---
name: voice-compose
description: Designs and attaches voices to characters on the filmmaking canvas via the local generate_voice.js CLI, following canvas-aware conventions for voice description, sample text, and attachment to the target node. Use when the user asks to give a character a voice; design a voice, sample, or read; preview how a character sounds; or generate a standalone narration / voice-over track that isn't tied to a specific character.
---

**Background by default.** Every `generate_voice.js` Bash call must pass `run_in_background: true` and be polled with BashOutput — the PreToolUse hook blocks foreground attempts (including parallel bulk-voice calls; each one needs the flag).

## Patterns

Pick the one that fits. For target lookup, follow AGENTS.md § "Choosing context"; this skill only owns voice-specific prompt and CLI shape.

### 1. Character voice

Triggers: "give / design a voice for [character]", "what does [character] sound like", "voices for all the characters on the canvas".

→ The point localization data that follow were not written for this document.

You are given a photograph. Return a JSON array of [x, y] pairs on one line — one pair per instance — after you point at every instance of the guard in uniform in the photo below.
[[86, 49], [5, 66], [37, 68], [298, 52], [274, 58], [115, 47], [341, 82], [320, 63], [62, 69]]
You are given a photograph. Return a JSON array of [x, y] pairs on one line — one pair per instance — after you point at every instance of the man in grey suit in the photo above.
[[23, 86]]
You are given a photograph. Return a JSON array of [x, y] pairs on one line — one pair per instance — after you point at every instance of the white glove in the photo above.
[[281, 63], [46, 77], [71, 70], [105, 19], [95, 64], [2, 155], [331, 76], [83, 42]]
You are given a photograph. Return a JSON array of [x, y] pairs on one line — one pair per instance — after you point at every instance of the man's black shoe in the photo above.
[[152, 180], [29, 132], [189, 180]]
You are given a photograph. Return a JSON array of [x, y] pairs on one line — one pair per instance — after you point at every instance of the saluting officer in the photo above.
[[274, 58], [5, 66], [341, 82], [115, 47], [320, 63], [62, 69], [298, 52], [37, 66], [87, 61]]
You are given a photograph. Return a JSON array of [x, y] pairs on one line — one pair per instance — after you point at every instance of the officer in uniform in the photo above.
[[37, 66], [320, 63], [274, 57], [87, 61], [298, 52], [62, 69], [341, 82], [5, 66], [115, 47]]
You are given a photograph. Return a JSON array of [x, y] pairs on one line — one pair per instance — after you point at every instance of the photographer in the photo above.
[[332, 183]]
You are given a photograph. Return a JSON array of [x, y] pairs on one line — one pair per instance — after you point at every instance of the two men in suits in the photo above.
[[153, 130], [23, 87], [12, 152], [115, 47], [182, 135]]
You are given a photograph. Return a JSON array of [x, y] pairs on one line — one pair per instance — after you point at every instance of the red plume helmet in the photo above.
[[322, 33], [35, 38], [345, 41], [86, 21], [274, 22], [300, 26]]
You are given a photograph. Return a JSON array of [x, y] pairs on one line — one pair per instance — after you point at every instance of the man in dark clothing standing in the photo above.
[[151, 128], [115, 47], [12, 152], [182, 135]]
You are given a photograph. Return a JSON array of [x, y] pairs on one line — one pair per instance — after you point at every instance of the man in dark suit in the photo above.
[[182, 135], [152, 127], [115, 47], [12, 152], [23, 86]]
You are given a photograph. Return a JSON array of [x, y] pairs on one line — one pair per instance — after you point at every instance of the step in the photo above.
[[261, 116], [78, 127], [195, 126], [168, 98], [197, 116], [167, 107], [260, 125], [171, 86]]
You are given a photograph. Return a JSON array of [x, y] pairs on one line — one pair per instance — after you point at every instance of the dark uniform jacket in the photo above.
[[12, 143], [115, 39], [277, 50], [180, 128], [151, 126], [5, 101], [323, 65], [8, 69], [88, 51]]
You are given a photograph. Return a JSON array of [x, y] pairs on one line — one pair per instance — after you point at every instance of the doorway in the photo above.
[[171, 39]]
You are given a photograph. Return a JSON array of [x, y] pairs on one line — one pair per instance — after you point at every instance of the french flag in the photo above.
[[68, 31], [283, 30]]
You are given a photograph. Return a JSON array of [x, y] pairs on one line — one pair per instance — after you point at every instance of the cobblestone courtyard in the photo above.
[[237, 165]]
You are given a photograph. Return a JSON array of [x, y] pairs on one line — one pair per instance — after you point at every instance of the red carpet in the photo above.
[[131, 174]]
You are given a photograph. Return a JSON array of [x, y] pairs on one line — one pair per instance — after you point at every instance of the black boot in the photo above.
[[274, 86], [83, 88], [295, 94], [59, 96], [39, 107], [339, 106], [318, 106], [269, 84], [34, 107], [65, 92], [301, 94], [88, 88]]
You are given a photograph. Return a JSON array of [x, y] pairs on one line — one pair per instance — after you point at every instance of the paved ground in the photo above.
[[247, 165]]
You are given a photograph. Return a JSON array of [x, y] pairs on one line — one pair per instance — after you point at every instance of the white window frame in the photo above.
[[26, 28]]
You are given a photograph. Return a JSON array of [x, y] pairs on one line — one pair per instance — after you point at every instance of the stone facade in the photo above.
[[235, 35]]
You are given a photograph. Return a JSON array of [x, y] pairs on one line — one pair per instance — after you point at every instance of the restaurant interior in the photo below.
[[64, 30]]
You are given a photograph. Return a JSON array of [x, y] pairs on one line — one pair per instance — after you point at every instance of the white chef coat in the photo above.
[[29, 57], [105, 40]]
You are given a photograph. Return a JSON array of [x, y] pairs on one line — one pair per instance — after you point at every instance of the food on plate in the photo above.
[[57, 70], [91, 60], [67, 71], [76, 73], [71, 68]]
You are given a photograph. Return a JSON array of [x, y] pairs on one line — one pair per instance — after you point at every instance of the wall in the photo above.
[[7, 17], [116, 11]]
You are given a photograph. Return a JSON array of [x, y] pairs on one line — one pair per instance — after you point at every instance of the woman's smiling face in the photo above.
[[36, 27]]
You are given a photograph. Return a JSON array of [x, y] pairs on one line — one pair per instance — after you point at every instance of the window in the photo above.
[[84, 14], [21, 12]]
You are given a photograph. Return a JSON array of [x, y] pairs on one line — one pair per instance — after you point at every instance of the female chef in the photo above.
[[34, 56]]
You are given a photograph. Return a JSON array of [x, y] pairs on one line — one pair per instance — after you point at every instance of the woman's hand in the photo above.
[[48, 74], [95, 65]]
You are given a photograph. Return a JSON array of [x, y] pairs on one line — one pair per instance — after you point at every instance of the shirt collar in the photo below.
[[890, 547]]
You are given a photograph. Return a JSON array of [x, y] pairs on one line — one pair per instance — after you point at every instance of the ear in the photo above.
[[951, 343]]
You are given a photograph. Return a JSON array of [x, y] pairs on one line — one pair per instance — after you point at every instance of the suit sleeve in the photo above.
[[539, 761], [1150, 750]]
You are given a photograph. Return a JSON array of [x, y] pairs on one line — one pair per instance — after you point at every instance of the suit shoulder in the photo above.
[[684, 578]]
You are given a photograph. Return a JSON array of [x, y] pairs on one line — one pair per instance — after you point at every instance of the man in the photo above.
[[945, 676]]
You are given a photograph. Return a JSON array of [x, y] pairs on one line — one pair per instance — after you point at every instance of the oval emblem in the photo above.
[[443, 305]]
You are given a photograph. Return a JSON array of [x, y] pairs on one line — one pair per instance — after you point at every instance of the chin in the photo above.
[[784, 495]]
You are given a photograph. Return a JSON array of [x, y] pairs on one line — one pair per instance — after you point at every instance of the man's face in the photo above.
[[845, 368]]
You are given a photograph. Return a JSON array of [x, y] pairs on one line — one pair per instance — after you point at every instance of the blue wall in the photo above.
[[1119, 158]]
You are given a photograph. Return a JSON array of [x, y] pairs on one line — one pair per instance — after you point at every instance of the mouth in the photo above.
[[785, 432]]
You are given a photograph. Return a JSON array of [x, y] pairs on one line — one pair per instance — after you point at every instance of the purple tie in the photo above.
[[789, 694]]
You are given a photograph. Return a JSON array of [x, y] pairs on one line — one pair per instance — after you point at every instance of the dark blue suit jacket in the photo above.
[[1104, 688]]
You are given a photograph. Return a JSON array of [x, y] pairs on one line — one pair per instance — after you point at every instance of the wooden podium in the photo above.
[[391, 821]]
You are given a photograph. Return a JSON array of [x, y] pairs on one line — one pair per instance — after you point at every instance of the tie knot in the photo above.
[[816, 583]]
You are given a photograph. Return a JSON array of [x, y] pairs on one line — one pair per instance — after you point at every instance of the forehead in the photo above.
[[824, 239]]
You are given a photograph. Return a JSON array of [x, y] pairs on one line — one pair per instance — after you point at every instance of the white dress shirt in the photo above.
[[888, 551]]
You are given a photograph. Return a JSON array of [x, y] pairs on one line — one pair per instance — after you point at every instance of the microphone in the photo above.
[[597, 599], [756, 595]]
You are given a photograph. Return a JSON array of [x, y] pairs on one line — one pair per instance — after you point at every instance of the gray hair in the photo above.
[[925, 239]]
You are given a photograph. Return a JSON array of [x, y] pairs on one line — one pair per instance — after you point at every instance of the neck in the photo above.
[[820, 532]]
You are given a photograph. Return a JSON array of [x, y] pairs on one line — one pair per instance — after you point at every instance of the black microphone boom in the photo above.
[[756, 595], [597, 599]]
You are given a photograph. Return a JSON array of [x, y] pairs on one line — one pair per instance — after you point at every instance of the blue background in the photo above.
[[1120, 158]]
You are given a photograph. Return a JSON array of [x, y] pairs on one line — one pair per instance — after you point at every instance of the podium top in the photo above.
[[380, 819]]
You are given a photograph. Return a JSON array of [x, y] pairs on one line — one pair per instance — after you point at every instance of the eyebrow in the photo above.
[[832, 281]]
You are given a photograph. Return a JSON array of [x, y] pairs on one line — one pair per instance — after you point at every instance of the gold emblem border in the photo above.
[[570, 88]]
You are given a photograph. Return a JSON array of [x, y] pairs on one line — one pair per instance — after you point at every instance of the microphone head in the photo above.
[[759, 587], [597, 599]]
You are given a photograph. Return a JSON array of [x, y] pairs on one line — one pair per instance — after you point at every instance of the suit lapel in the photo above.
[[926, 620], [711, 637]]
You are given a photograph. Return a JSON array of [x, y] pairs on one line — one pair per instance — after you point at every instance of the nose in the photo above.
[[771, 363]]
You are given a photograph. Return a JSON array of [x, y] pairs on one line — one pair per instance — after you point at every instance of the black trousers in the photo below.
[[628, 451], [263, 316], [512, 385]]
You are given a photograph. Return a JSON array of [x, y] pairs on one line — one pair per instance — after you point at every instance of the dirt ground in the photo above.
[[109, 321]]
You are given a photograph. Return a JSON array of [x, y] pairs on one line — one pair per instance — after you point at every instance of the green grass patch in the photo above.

- Identify the target — any `image_result` of the person you want to voice. Don't gate on `data.subtype`.
- Read the image first. Open `data.local_path` before composing the prompt — voice description is grounded in what you see. Any `data.name` / `role` / `description` on the node layers on top, doesn't replace.
- Run via Bash (`$PAI_REPO_ROOT` is exported by the viewer — see AGENTS.md § "Media CLIs / Invocation path"):
  ```
  node "$PAI_REPO_ROOT/server/cli/generate_voice.js" \
    --text "<line>" \
    --prompt "<voice design brief>" \
    --source-node-id <character.id>
  ```
- `prompt` template — describe the **voice itself**, not the character:
  > `[age bracket] [gender], [timbre], [register], [pace], [accent if relevant]. [optional emotional color].`

  ✅ "Mid-50s man, gravelly baritone, measured pace, slight rasp from decades of smoking, weary but steady."
  ✅ "Young woman, bright mezzo, warm, quick and percussive. Slight Southern lilt."
  ❌ "Detective Morris's voice." — names the character, not the voice. The model needs sound qualities.
- `text` template — a short in-character line the user will actually hear. 1–3 sentences, ≤200 characters is plenty. Pick something that reveals the character:
  - a characteristic line from an imagined scene,
  - a brief self-introduction in their voice ("I've been working this beat for twenty years…"),
  - or a catchphrase.
- Calls go via `--stage` — see AGENTS.md § "Draft gate". Bulk asks: one Bash call per target in a single turn, each becoming its own draft card.
- The real `audio_result` (subtype `voice`, with `source_id` + derived edge to the source image) is minted only after the user fires the draft.

### 2. Standalone voice / narration / V.O.

Triggers: "a narrator voice", "voice-over for the opener", "a voice that says X" (no specific character named), "drop a narration track on the canvas".

- Omit `--source-node-id`. The CLI creates a free-floating `audio_result` (subtype `voice`, no `source_id`, no edge):
  ```
  node "$PAI_REPO_ROOT/server/cli/generate_voice.js" \
    --text "<the narration line>" \
    --prompt "<voice design brief>"
  ```
- Same `prompt` and `text` conventions as Pattern 1.
- After the user fires, the audio lands as a standalone `audio_result` on the canvas — usable as a `--ref-audio-source-id` for a later video gen, or just to preview a tone.

### More patterns (future)

This skill will grow to cover dialogue line readings and singing samples. For now Patterns 1 + 2 cover both attached and standalone voice generation. If the user asks for something that doesn't fit, describe what you'd do and ask before calling the tool.

## On failure

See AGENTS.md § "Failure handling". For `content_filtered`, drop charged adjectives in the prompt.